1. Note to self.
'It upsets me, that the me I see staring back at me at 6 in the morning, is not the me I want to see, it's not how I picture myself to be. I no longer see myself as the bubbly girl I once was. The me I now imagine, has a perfect smile, perfect hair and perfect skin - however its not the girl I see - the girl I see is sleep deprived from worrying too much, thin and bony from not eating enough and has a sad, distant look in her eye. It upsets me that that girl I see looking back at me in the mirror, is the real me.
It annoys me that at my young care free spirt has been sucked out of me at the age of just 13 and how now whenever I leave the house I feel as though people stare and judge me. How at the age of 13, I tell myself that its not ok to leave the house without makeup. It annoys me that I use makeup as a cover, as a screen to hide behind. It annoys me that the society I have been brought up in has ripped my self confidence and self belief to shreds, how without this 'cover' I do not feel pretty enough or accepted enough to be seen.

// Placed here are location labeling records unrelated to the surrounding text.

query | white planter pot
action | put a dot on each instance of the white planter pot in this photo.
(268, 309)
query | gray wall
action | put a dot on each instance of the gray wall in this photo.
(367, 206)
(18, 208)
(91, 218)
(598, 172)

It angers me that I don't fit into size zero clothing, and as much as I try, I will never be as thin or as beautiful as the girls around me. I will never be as liked or as accepted as they are. It angers me that I feel this way as I know deep down it is wrong. It anger me that my brain has been warped to think of myself in this way, to view myself in a way that isn't real - it angers me that the girl that stares back at me isn't the girl I want to be.
It disappoints me that this is the way generation after me will be made to feel and how other around me feel the same way I do. It disappoints me that people just accept that this is how society is.
But then again, although it hurts me. I am just a girl of my generation and like many around me, underneath the makeup and the fake smiles is a young self conscious girl just trying to blend and fit into a mould that society portrays as acceptable."